I used to wonder: What does it matter if I choose to use planetary resources more carefully? Can I really make a difference?
I might also have asked: What does it matter if I choose to show up at a rally to advocate for clean energy and end to coal burning? I will be one of thousands who may make no difference to the political process, at least that's what the pessimist in me used to want to say.
But then I learned that the first question is not whether or not I can make a difference. The first question is whether I want to be the kind of person who tries. And that's where the power lies: if I don't believe I make a difference then I won't even try and I can't. But I do believe I can. And trying has taught me that we all make a difference.
We all make a difference. This is our world and our life. We just have to live as though that is true to make it true.
That's why, on Monday, I joined thousands of others at the Capitol Climate Action, a protest against a coal-burning planet in the middle of DC. It's a symbol--a coal-burning plant that powers the United States Capitol at a time when we need to move away from coal rapidly.
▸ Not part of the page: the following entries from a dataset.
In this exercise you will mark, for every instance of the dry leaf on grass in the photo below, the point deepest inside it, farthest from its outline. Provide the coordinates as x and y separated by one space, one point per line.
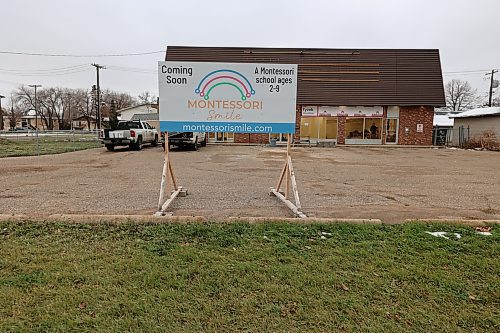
483 229
344 287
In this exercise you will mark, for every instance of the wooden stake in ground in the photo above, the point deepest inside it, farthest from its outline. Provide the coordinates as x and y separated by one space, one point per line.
168 183
289 175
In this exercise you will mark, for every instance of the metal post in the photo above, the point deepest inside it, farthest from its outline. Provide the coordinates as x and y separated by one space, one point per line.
36 118
98 67
1 112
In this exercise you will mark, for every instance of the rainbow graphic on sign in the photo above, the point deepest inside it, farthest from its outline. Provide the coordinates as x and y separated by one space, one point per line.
225 77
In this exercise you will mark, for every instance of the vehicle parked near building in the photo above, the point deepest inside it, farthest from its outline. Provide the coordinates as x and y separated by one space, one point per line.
182 140
129 133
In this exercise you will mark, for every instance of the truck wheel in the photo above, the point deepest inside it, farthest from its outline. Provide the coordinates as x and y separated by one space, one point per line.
137 145
155 141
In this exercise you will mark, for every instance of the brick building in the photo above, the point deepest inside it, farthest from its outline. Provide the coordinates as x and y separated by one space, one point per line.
366 96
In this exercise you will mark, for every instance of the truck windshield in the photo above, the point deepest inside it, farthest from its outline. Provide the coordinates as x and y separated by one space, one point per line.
129 125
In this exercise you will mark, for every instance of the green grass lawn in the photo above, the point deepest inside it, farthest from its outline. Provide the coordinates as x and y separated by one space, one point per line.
28 147
270 277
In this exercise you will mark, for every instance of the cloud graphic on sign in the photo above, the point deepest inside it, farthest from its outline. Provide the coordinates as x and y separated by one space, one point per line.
229 77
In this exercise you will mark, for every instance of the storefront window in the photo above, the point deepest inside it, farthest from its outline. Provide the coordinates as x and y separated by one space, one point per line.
318 128
363 128
280 137
220 137
392 130
354 128
373 128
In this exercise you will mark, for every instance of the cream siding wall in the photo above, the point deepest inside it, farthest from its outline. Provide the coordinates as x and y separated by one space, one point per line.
478 125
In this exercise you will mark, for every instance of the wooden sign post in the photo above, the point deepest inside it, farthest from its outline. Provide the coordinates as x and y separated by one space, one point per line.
289 176
168 183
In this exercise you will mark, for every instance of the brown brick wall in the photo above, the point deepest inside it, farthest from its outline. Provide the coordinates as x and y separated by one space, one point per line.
409 117
341 130
251 138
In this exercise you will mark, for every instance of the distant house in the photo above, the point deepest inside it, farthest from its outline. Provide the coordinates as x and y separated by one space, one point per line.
475 122
128 113
442 129
28 120
84 123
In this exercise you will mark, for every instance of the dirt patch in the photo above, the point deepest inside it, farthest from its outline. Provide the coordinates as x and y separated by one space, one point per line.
391 184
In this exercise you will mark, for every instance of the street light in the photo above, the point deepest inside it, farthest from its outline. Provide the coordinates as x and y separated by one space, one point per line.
36 118
1 112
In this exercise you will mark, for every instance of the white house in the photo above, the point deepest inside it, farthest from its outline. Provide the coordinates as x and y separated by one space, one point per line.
475 122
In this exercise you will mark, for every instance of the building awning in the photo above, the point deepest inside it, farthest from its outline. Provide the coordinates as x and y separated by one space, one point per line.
479 112
443 120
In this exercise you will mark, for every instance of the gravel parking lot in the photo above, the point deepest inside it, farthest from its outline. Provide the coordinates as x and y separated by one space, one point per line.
391 184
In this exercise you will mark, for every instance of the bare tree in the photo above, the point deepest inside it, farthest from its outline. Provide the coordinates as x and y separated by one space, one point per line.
15 113
146 98
49 103
460 95
82 104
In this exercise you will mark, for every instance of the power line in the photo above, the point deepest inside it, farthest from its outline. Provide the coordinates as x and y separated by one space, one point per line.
80 55
48 74
10 70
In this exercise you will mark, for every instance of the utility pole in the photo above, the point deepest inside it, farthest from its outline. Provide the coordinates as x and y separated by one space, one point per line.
98 67
69 112
36 117
1 113
493 71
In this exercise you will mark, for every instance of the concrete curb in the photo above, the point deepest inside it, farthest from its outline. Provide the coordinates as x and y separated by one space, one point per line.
150 219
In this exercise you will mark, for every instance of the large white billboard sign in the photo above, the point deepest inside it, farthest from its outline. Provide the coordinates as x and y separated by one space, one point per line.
227 97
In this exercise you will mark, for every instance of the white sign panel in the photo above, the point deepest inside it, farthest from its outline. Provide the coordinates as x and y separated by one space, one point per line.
309 111
227 97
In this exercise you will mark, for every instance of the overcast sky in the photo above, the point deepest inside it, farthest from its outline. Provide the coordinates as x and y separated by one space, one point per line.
466 33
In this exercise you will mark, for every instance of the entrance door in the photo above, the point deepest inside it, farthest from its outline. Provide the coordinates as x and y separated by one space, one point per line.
331 128
391 131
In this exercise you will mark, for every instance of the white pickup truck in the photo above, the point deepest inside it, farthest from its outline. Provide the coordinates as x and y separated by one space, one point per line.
132 133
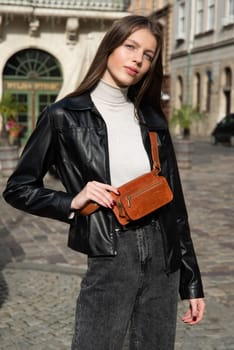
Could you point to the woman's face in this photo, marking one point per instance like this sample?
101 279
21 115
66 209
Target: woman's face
129 62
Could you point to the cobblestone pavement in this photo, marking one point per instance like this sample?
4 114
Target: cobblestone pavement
40 276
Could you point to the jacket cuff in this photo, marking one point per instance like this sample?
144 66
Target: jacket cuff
192 292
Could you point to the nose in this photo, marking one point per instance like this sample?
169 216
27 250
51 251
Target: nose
138 57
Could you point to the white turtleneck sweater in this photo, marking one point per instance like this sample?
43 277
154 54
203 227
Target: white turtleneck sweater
128 158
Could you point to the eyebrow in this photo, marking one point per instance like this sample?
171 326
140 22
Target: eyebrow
136 43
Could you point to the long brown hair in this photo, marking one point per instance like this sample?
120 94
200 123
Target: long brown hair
148 89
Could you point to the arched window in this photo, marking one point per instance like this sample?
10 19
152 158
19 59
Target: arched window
32 64
34 78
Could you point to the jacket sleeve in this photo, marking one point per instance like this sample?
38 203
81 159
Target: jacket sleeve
190 278
25 189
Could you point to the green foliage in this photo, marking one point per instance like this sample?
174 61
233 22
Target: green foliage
9 109
185 116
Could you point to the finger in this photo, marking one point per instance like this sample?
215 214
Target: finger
99 193
195 313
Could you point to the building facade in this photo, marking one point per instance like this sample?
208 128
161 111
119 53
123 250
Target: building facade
202 61
46 47
161 10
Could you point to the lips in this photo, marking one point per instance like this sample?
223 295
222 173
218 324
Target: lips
131 70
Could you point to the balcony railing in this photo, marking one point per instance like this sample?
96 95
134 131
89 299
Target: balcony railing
101 5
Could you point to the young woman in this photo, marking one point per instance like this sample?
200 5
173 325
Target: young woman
97 138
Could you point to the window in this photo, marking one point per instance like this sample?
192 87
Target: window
179 92
200 14
208 92
181 21
32 64
198 91
227 90
230 11
211 14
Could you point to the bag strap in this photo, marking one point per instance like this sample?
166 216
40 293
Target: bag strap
154 150
92 206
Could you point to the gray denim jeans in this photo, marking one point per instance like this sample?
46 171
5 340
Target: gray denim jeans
128 293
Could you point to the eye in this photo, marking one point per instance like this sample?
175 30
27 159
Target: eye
148 56
130 46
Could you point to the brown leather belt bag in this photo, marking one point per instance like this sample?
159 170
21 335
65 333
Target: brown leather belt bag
140 196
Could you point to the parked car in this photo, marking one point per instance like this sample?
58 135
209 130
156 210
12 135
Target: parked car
224 131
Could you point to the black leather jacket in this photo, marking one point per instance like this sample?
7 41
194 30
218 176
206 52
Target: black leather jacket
72 135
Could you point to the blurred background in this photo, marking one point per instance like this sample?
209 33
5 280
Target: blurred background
46 47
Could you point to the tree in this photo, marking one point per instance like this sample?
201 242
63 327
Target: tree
184 117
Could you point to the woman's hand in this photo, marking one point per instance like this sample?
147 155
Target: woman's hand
97 192
195 312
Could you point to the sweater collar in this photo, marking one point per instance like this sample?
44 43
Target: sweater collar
109 94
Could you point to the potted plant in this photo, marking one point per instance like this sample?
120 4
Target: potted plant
9 133
184 118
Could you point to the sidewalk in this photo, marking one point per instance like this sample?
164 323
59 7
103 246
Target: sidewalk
40 276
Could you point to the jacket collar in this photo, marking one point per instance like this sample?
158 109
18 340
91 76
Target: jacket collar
149 116
79 103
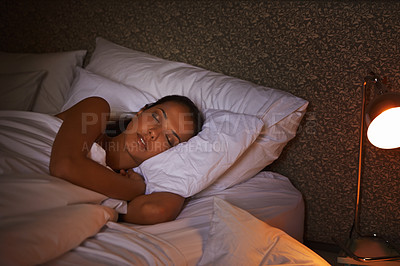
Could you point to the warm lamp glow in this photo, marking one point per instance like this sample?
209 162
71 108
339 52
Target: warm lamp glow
384 130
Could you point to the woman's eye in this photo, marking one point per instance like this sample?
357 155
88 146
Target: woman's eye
171 141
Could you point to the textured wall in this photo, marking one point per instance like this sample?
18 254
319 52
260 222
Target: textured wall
318 50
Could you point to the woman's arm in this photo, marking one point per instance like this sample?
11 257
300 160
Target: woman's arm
83 123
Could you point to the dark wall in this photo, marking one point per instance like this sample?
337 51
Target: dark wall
318 50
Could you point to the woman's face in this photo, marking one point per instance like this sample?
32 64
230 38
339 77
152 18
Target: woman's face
157 129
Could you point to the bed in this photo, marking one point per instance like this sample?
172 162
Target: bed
234 214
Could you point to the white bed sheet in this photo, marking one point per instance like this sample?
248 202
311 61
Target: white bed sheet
46 218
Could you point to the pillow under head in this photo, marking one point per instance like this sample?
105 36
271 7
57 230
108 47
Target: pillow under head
281 112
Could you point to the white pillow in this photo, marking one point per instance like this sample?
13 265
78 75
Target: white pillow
192 166
18 90
121 98
280 111
238 238
60 73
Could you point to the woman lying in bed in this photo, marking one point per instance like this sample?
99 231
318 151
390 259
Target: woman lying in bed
155 128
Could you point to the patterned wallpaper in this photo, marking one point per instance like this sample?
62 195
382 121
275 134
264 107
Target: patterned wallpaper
318 50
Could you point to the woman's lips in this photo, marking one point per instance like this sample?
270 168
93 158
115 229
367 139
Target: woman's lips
141 141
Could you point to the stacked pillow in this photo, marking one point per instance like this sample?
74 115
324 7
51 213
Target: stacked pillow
39 81
280 112
251 122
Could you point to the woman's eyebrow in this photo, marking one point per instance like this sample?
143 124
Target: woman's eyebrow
166 118
164 113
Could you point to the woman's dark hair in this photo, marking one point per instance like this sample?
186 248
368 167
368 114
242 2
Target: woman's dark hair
117 127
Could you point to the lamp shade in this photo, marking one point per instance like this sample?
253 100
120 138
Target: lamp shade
383 121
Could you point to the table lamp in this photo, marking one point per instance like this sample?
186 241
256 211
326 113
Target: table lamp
382 119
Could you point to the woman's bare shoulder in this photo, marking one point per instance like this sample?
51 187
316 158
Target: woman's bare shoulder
89 105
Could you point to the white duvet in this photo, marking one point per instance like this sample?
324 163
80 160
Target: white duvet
43 217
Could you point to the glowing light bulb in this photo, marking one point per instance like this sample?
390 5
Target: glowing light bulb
384 130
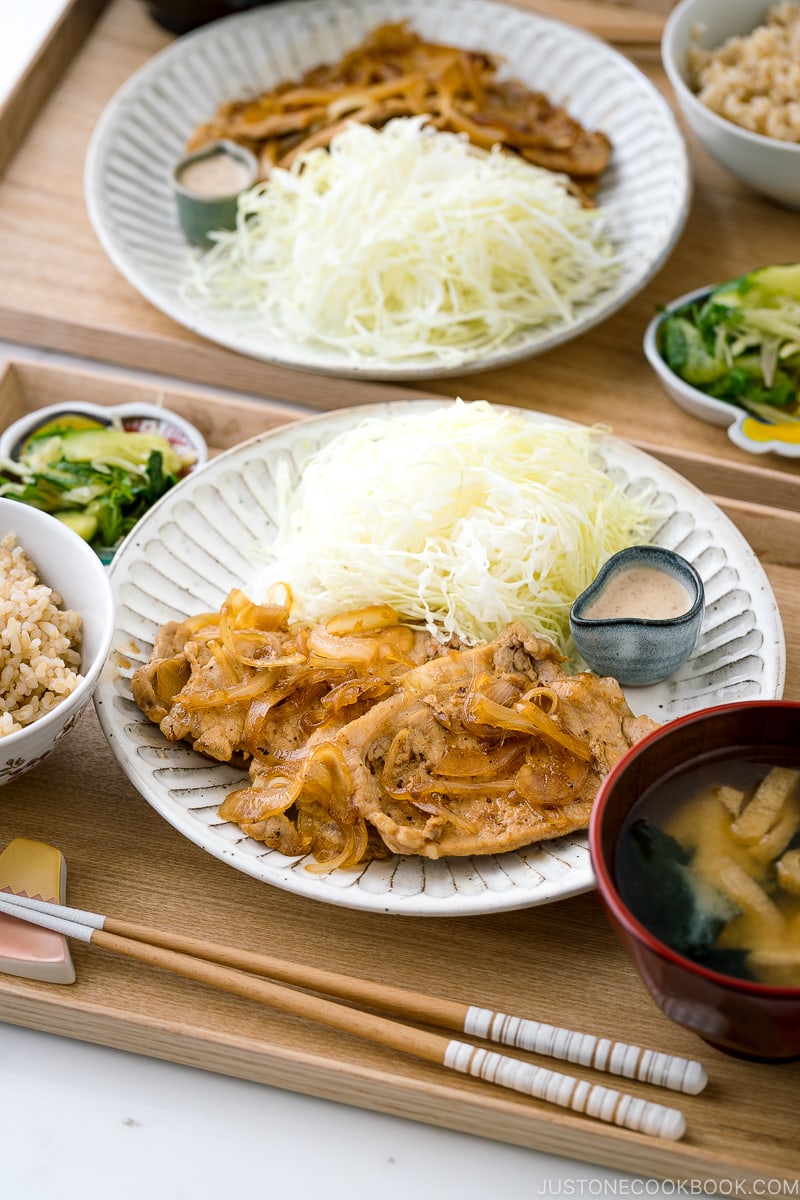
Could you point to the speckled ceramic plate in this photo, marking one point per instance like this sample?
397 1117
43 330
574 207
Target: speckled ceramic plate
203 539
143 132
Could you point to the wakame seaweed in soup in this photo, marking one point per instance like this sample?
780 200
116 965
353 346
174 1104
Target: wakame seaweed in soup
709 863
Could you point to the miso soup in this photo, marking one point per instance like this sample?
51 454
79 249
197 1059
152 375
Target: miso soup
709 862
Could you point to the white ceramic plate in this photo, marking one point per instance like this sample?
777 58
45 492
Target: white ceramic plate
144 129
203 539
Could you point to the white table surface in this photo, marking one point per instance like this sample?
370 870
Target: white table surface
79 1120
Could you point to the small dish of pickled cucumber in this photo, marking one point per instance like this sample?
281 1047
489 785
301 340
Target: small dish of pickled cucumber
95 468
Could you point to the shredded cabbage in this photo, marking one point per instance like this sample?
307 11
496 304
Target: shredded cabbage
463 517
405 241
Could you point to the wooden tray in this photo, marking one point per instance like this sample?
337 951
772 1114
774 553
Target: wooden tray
60 291
558 963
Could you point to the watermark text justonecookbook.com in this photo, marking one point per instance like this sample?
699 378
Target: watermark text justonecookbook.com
729 1187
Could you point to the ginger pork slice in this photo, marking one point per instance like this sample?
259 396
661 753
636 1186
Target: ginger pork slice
486 750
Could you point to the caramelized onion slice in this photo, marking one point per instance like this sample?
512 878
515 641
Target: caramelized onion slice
461 762
523 718
362 621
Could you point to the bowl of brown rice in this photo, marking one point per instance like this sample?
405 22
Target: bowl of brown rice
56 619
734 67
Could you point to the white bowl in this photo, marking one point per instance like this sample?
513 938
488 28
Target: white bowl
134 415
65 563
740 425
767 165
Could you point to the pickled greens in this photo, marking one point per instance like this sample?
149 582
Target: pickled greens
407 243
462 517
741 342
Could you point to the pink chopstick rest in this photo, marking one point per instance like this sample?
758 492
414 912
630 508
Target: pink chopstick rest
37 870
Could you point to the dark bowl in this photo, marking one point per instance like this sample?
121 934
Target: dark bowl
636 651
749 1019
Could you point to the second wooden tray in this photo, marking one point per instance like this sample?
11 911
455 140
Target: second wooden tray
558 963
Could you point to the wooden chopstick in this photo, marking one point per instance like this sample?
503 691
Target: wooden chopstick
566 1091
569 1045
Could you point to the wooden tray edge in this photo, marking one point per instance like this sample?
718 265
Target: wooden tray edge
480 1110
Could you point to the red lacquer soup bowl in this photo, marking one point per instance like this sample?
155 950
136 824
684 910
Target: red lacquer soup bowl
739 1015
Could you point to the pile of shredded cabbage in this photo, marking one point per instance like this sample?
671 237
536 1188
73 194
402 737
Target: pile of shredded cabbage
405 241
463 517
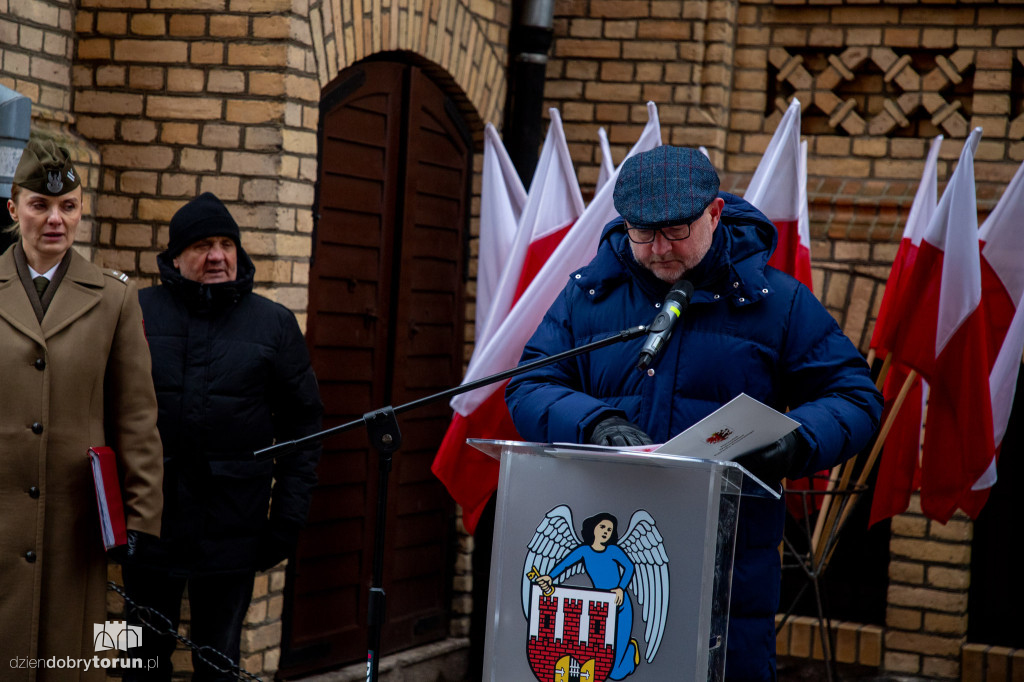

And it's not just about climate. The local city councilor stood up and told us that 14 percent of the area's children suffer from asthma, thanks partly to the power plant.
So I stood in the freezing cold, in the snow, with leaky shoes, and felt proud of the bunch of other people who had shown up because they wanted to be the type of people who try. When thousands of people care enough to take the time and stand in the cold, doesn't that make a difference to you?